The gospel lesson assigned for today’s Feast of Saint Luke the Evangelist has one of my favorite scripture moments: Jesus, filled with the power of the Holy Spirit, returns to the region of Galilee after a period of fasting and temptation in the wilderness and begins teaching. In the synagogue in Nazareth, his hometown, he unrolls the scroll of the prophet Isaiah and reads from what might be his favorite spot.
The Spirit of the Lord is upon me,
because he has anointed me to bring good news to the poor.
He has sent me to proclaim release to the captives
and recovery of sight to the blind,
to let the oppressed go free,
to proclaim the year of the Lord’s favor.
So when we read this passage from Luke in a worship gathering, we are hearing something like:
a lector reading Luke
quoting Jesus
quoting Isaiah
proclaiming good news of God’s freedom to the poor, captive, and oppressed.
Or, let’s put our present context in the scene, with you reading a writer
quoting Luke
quoting Jesus
borrowing from Isaiah
preaching hope to God’s weary people.

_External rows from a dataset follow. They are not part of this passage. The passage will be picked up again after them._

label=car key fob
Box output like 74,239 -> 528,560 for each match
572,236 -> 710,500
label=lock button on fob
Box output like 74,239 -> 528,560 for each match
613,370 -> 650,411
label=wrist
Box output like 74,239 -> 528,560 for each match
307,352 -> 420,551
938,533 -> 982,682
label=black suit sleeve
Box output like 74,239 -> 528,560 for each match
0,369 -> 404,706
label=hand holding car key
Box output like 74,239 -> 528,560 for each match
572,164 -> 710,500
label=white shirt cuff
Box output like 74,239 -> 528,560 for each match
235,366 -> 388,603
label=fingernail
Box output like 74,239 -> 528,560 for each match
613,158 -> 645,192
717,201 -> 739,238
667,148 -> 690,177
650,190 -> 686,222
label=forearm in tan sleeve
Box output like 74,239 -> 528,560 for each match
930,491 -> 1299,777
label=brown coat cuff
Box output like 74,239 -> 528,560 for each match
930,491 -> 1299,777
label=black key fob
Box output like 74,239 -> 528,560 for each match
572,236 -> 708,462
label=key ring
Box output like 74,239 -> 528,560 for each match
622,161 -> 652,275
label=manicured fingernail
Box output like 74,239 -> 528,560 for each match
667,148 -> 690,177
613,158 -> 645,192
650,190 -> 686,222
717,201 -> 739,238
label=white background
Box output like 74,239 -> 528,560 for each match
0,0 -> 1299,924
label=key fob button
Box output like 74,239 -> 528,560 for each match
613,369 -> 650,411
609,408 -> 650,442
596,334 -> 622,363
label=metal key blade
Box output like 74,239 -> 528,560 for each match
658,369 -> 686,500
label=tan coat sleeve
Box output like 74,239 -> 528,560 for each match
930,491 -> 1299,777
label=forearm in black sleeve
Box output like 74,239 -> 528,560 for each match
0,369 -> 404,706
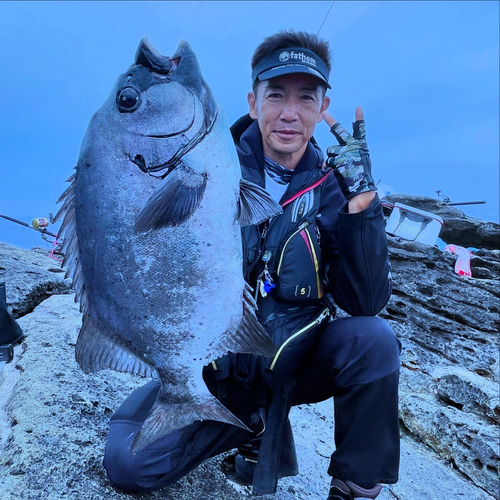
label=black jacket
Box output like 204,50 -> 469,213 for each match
231,115 -> 391,340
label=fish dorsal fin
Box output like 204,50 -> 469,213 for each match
75,314 -> 158,377
134,162 -> 207,233
218,283 -> 276,356
238,179 -> 283,226
54,167 -> 88,315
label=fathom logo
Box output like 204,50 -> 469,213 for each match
279,50 -> 316,67
279,50 -> 290,62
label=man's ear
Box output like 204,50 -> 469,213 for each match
316,96 -> 330,123
247,92 -> 257,120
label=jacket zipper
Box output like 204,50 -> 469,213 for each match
269,307 -> 330,370
300,229 -> 323,298
245,221 -> 269,283
276,221 -> 309,276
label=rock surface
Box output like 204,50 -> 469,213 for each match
383,194 -> 500,250
380,237 -> 500,498
0,216 -> 500,500
0,295 -> 493,500
0,242 -> 71,318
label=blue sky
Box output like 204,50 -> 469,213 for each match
0,1 -> 499,232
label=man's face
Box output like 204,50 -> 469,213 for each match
248,73 -> 330,170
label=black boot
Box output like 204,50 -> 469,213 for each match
234,408 -> 266,484
0,283 -> 24,363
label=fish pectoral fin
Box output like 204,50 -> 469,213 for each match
218,283 -> 277,357
132,393 -> 251,453
75,315 -> 158,377
134,163 -> 207,233
238,179 -> 283,226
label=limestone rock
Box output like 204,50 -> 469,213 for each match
380,237 -> 500,498
400,394 -> 500,498
0,242 -> 71,318
383,194 -> 500,250
0,295 -> 492,500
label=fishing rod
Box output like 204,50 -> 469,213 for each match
0,214 -> 62,262
436,189 -> 486,207
0,214 -> 57,238
316,0 -> 336,36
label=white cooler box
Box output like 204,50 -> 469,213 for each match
385,203 -> 444,246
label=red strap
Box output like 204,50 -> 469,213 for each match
281,170 -> 332,207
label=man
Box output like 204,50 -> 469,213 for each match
105,31 -> 399,500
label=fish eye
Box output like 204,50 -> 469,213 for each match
116,87 -> 141,113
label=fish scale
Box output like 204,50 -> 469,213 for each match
56,35 -> 281,451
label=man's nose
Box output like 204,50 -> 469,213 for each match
280,101 -> 298,122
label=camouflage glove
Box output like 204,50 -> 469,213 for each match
326,120 -> 377,200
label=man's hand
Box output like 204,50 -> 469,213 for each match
323,106 -> 377,213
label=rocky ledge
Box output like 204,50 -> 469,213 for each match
0,200 -> 500,500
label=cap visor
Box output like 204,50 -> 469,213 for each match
257,64 -> 332,89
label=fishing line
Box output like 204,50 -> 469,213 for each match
316,0 -> 336,36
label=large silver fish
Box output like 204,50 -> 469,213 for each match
57,39 -> 281,450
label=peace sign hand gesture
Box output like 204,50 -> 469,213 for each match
323,106 -> 377,200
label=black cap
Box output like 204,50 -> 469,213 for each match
252,47 -> 331,89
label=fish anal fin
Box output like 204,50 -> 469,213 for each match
75,315 -> 158,377
238,179 -> 283,226
132,394 -> 251,453
218,283 -> 277,357
134,163 -> 207,233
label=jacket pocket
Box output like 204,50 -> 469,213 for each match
274,222 -> 323,302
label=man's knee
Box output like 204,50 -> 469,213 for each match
104,421 -> 179,493
324,316 -> 401,386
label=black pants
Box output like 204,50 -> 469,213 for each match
104,316 -> 400,492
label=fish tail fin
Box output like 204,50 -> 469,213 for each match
132,394 -> 250,453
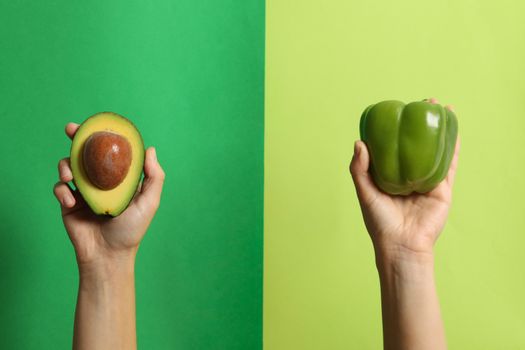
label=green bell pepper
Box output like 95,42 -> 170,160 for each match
359,100 -> 458,195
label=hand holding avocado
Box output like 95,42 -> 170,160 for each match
54,116 -> 165,264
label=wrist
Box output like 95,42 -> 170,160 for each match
78,252 -> 136,285
376,246 -> 434,281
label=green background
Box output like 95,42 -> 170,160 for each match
264,0 -> 525,350
0,0 -> 264,350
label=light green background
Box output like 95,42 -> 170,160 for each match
264,0 -> 525,350
0,0 -> 264,350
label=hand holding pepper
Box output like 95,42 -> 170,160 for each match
350,99 -> 460,349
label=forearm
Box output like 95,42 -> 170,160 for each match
377,249 -> 446,350
73,256 -> 137,350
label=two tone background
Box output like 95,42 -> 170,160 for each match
0,0 -> 525,350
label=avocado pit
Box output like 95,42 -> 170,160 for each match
83,131 -> 132,191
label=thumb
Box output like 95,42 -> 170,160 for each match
135,147 -> 166,217
350,141 -> 379,204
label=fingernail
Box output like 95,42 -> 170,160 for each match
354,142 -> 361,157
152,147 -> 157,161
63,196 -> 73,207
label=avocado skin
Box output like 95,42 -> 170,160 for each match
70,112 -> 145,217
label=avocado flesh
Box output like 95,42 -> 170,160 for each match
70,112 -> 144,216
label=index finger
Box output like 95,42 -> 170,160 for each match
66,123 -> 80,140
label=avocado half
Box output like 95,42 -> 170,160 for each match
70,112 -> 144,216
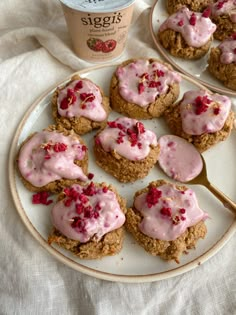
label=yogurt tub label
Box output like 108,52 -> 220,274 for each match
60,0 -> 135,62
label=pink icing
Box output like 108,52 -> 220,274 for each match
18,131 -> 87,187
210,0 -> 236,23
57,80 -> 107,121
158,135 -> 203,182
134,184 -> 208,241
52,182 -> 125,243
218,38 -> 236,64
159,7 -> 216,47
180,90 -> 231,135
95,117 -> 157,161
116,59 -> 181,107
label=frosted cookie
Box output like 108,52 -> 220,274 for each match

Wow!
How great is it to see good news stacked up in these layers, reverberating through centuries and communities longing to hear the hope of God’s promise to redeem and uplift the suffering? Also, it means Jesus and I have the same favorite, just saying. Maybe you do, too.
It might be fun to share this aspect with older children who could appreciate a quote within a quote, the way meaning builds and endures over time. There’s probably a comparison to be made with what gets amplified on social media, for good or for ill. What’s being said? What does it mean to adds a layer? Worth wondering whether a retweet sets anyone free.
It appears Luke the Evangelist loved this proclamation, too. Clearly he found the idea of Jesus drawing on the passage from Isaiah a worthy way to orient his own writing about Jesus. Like every person whose oral storytelling or writing or compiling contributed to the gift that is our holy scriptures, Luke would have had a particular experience of God and God’s community that he wanted to convey.
We know a little bit about who Luke the Evangelist might have been, but it’s in pieces that don’t all fit together. He is credited with the gospel named for him and its sequel (if you will), the Acts of the Apostles. Sometimes the pair of writings are referred to together as Luke-Acts. The vocabulary employed throughout both these works along with use at times of a formal writing style show a person of some learning.
Tradition based on ideas within Luke-Acts and elsewhere in the New Testament help us think about Luke the Evangelist as a physician and perhaps even a companion of Paul (Col. 4:14), but that doesn’t fully square with other evidence. He doesn’t mention Paul’s letter writing in Acts, and clearly draws on Mark and other written sources to compose the gospel. The gospel writer was likely a Gentile Christian, yet with plenty of familiarity with Judaism.
Did I mention he painted? Later tradition also holds that Luke was an artist, painting a portrait of Mary, mother of Jesus. The venerated Polish icon known as the Black Madonna has a longstanding legend tracing its origin to the evangelist who is said to have painted these holy ones on a table top from their household kitchen.
So Luke the Evangelist is like the rest of us in this regard: he is known through a hodgepodge of gifts and contributions, rumors and misunderstandings, meant-to’s, should-have’s, and probably didn’t’s.
If the last 19 months have been confusing and disorienting for you, it’s possible you’re feeling the drag of those meant-to’s in your own life. Some things we shored up, let blossom, learned to bake; other things washed away, wilted, came from the microwave. We’ve misunderstood neighbors while they’ve gotten us all wrong too. People we love, we see no longer. We postponed and then stopped planning and then started planning again and then unplanning and rethinking and rescheduling and holding lightly but also freaking out inwardly and sometimes not as inwardly as we meant to.
It turns out I really need
what Luke liked
that Jesus taught
that Isaiah proclaimed
that God promises release, recovery, and freedom.
Luke the Evangelist wanted to share with his community the good news as he understood it. Jesus, he proclaims, comes to us as the embodiment of God’s saving love, meant to set us free from the things that bind us, cause suffering and harm, and keep us from seeing one another in charity and truth. That proclamation has endured because people keep discovering it to be reliably true, and worth saying again in new times and places.
Good news is my favorite. Can’t wait to hear it again.